The usage of some 120 million tons of chemical fertilizer annually, however, has severely unbalanced this natural "nitrogen cycle" the report claims.

Less than half of that input is actually absorbed by plants; the remainder seeps into the environment and leads to a number of issues.

Gu and his colleagues examined over 1,500 field observations from croplands around the world and identified 11 critical techniques to reduce nitrogen losses while increasing crop yields.

Crop rotation is one such strategy, in which a variety of crops are grown on the same piece of land to optimize the movement of nutrients in the soil.

They discovered that the advantages of reducing agricultural nitrogen pollution outweigh the implementation costs of around $34 billion.

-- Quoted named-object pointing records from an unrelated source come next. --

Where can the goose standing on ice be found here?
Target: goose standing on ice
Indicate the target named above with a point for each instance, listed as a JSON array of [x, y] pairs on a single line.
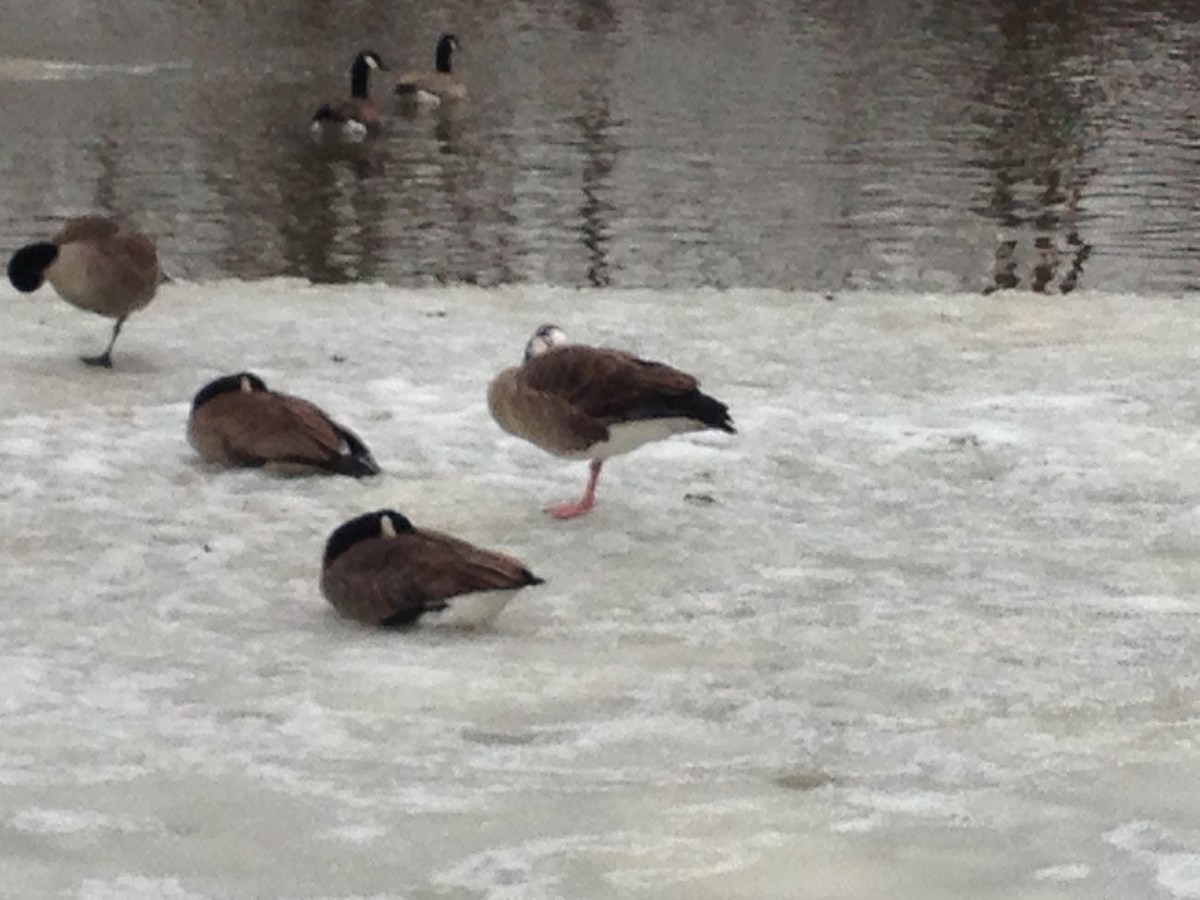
[[357, 117], [439, 85], [381, 570], [592, 403], [237, 421], [95, 264]]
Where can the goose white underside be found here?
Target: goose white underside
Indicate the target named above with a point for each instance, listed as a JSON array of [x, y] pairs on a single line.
[[630, 436], [469, 611]]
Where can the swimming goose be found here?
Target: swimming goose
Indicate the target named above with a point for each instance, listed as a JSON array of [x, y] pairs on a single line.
[[237, 421], [382, 570], [437, 87], [357, 117], [95, 264], [592, 403]]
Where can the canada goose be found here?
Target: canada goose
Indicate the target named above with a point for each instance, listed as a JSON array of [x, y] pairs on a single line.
[[437, 87], [237, 421], [382, 570], [358, 117], [592, 403], [95, 264]]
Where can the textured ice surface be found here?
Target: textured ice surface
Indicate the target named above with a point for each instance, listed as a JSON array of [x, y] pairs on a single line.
[[928, 627]]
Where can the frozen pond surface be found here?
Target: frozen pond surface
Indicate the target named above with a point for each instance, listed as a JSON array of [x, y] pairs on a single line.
[[925, 628]]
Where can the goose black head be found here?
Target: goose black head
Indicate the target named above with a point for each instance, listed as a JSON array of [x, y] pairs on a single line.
[[28, 265], [545, 339], [246, 382], [381, 523], [447, 46]]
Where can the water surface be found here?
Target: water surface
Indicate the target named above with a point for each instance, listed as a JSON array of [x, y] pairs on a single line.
[[1044, 144]]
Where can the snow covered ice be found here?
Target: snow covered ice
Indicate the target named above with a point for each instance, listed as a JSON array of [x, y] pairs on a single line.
[[925, 628]]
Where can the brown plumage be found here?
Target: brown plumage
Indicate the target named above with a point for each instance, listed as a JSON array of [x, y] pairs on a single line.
[[95, 264], [437, 87], [355, 117], [382, 570], [237, 421], [588, 402]]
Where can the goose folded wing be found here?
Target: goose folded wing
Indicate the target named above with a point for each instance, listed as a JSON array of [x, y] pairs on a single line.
[[609, 385]]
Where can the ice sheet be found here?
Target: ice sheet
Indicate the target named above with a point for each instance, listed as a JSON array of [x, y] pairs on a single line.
[[927, 627]]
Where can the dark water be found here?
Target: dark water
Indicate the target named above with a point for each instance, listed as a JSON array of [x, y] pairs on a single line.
[[827, 144]]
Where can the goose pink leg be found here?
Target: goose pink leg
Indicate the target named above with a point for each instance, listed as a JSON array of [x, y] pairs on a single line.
[[570, 510]]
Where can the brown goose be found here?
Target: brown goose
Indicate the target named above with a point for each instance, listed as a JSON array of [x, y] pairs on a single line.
[[95, 264], [237, 421], [382, 570], [437, 87], [591, 403], [357, 117]]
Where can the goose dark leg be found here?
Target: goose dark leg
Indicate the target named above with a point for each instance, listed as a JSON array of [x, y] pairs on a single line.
[[570, 510], [106, 359]]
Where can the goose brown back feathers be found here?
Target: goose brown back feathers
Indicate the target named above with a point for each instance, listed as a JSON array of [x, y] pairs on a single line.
[[288, 435], [395, 579], [567, 399]]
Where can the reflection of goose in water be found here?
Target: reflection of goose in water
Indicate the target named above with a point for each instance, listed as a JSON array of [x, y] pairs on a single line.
[[1036, 129]]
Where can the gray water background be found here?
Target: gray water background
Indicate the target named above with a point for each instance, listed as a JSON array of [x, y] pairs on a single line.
[[829, 144]]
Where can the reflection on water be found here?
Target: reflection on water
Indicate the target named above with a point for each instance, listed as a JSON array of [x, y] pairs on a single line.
[[1033, 144], [1036, 121]]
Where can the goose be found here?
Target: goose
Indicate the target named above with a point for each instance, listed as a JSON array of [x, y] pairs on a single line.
[[593, 403], [382, 570], [437, 87], [95, 264], [237, 421], [357, 117]]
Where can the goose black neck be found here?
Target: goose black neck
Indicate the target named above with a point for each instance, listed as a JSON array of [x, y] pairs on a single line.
[[360, 79], [445, 47]]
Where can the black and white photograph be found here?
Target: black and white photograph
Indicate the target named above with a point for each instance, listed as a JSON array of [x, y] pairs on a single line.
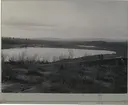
[[64, 46]]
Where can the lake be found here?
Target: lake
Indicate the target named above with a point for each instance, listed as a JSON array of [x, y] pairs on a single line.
[[49, 54]]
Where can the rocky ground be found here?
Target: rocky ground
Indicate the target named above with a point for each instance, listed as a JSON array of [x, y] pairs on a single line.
[[107, 76]]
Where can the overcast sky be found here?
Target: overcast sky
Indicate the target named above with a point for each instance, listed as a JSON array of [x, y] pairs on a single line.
[[66, 19]]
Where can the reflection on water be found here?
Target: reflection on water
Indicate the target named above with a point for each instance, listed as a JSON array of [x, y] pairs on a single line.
[[51, 54]]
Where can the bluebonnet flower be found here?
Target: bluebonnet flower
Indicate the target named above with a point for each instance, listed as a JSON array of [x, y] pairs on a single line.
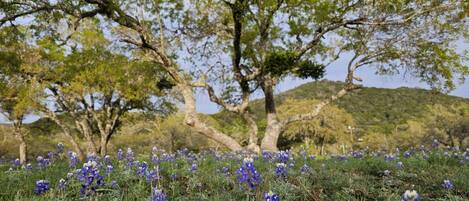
[[91, 157], [410, 196], [60, 147], [168, 157], [422, 148], [305, 169], [446, 154], [435, 143], [447, 184], [154, 158], [465, 160], [158, 195], [107, 160], [129, 156], [194, 167], [114, 184], [152, 176], [407, 154], [120, 155], [248, 174], [342, 158], [266, 155], [61, 185], [270, 196], [283, 156], [29, 167], [400, 165], [357, 154], [173, 176], [142, 168], [42, 186], [50, 155], [109, 169], [425, 156], [89, 175], [15, 164], [72, 159], [387, 172], [225, 171], [389, 157], [281, 170], [42, 162]]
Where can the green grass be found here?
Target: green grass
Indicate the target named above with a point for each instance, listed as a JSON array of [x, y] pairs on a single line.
[[330, 179]]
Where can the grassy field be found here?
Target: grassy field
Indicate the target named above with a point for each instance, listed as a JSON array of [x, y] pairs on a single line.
[[231, 176]]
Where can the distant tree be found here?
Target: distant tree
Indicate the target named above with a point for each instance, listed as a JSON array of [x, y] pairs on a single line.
[[97, 87], [448, 124], [250, 46], [329, 128], [17, 94]]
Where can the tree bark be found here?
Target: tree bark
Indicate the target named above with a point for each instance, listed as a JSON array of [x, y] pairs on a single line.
[[253, 139], [272, 132], [66, 132], [23, 148], [193, 121], [86, 130]]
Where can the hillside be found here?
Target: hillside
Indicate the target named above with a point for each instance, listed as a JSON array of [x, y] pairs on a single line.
[[373, 109], [372, 106]]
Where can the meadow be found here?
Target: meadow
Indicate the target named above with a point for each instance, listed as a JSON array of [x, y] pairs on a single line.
[[432, 173]]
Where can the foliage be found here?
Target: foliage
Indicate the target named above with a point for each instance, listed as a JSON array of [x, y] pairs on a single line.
[[329, 128]]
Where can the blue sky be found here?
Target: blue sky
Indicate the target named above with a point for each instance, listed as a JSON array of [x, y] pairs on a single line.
[[337, 72]]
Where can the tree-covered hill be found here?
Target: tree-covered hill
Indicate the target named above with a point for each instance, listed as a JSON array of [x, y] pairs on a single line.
[[372, 106], [405, 113]]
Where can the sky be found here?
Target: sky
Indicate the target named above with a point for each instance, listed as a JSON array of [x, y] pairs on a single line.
[[337, 72]]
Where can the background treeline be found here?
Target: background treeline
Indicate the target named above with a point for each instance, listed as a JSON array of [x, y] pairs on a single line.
[[380, 119]]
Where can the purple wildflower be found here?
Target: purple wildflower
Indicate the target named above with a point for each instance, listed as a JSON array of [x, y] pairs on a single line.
[[42, 186], [248, 174], [447, 184], [158, 195], [281, 170], [410, 196], [270, 196]]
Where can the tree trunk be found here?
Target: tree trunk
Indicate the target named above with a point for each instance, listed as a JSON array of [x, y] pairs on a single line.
[[103, 145], [253, 140], [23, 148], [66, 132], [272, 132], [193, 121], [85, 128]]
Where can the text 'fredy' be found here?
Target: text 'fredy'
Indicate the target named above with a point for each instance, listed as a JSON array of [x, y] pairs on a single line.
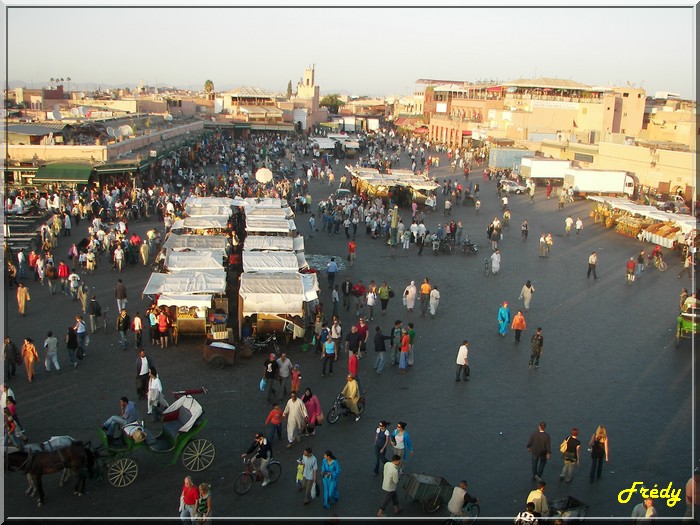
[[671, 495]]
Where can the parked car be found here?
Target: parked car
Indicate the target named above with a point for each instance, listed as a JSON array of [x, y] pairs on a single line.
[[513, 187]]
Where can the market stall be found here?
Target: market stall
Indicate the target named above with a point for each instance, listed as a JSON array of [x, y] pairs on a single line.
[[186, 242], [189, 295], [272, 262], [261, 225], [283, 296], [201, 225]]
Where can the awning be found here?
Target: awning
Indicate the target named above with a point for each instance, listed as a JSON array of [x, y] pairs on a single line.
[[198, 301], [64, 172]]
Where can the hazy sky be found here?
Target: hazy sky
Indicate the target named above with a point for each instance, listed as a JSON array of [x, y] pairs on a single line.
[[362, 51]]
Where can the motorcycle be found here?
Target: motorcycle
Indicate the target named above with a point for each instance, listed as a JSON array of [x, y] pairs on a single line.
[[262, 344], [340, 408], [468, 247]]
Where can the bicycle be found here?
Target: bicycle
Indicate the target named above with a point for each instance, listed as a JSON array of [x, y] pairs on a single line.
[[244, 481], [470, 512]]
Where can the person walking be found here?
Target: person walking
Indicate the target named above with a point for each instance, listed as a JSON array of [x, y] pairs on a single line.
[[434, 301], [540, 448], [536, 345], [380, 349], [518, 325], [155, 392], [390, 481], [295, 413], [51, 348], [381, 443], [30, 357], [401, 443], [425, 290], [308, 477], [143, 367], [123, 325], [120, 295], [599, 452], [22, 298], [592, 263], [526, 294], [330, 471], [409, 296], [495, 260], [503, 319], [571, 456], [463, 361]]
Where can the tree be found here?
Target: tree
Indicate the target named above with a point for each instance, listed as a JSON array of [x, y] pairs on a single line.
[[332, 102]]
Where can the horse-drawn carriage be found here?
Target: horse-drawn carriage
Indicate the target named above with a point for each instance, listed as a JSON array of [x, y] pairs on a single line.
[[182, 423]]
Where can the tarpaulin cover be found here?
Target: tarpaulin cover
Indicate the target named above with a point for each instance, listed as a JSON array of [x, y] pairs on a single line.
[[270, 262], [200, 223], [189, 300], [180, 243], [179, 261], [187, 282], [277, 293]]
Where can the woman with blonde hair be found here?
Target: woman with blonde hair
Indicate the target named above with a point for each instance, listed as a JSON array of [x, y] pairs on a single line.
[[599, 452]]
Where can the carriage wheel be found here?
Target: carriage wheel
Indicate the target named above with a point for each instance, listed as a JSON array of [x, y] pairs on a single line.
[[218, 362], [122, 472], [198, 455]]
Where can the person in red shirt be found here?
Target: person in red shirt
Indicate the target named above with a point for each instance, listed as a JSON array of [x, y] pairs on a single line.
[[63, 273], [363, 330], [351, 251], [630, 270], [274, 423], [188, 500]]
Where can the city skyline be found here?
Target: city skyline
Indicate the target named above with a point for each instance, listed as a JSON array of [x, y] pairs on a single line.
[[358, 51]]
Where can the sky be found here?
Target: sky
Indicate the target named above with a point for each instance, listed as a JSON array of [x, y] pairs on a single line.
[[357, 51]]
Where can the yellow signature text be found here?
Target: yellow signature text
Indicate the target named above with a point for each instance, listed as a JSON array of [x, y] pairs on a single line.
[[671, 495]]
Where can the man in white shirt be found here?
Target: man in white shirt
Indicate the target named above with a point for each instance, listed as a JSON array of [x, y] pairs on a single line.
[[389, 483], [463, 361]]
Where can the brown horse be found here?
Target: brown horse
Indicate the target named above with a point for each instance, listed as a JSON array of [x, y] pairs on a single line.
[[76, 458]]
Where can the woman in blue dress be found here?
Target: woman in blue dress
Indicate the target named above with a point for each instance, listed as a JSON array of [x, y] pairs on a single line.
[[330, 470]]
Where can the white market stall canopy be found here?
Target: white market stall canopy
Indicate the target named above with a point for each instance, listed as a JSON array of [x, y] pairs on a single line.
[[206, 260], [180, 243], [201, 223], [193, 200], [188, 300], [273, 243], [187, 282], [214, 210], [686, 223], [404, 178], [285, 213], [286, 262], [277, 293], [270, 225], [264, 202]]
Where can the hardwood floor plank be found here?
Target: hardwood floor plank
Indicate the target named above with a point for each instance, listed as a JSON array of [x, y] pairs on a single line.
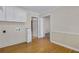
[[41, 45]]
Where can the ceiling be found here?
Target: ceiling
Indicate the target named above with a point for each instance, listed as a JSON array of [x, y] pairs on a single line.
[[40, 9]]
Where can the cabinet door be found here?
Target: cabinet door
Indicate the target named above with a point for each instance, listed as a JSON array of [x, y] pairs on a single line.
[[10, 13], [20, 15], [2, 13]]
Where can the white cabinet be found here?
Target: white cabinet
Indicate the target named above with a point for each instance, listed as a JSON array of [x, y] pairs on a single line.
[[11, 13]]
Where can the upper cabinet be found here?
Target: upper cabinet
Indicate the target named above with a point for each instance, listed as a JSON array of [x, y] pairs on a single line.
[[11, 13]]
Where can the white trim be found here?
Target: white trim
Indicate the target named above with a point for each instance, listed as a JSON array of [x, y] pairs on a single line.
[[64, 45], [66, 32]]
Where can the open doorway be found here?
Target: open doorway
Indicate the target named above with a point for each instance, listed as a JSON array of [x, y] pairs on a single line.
[[34, 27], [46, 26]]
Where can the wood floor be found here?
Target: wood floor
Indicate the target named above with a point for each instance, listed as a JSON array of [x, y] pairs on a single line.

However, the suggested action could harm the fight against climate change.

"Basically, the impact of nitrogen management on climate change is neutral, or slightly damages the climate due to the reduction of carbon sequestration in ecosystems," Gu told AFP.

Without the support of robust government policies, many smallholder farmers would not be able to afford the upfront costs associated with modern nitrogen management, despite their enormous benefits.

An advanced nitrogen management strategy might be subsidized by a nitrogen credit system, which would also profit from the increased food supply and less nitrogen pollution.

A financial budget might be established to start this beneficial cycle by charging polluting items and activities, food consumers, businesses that use agriculture for commercial food production, or businesses that employ farming to produce food.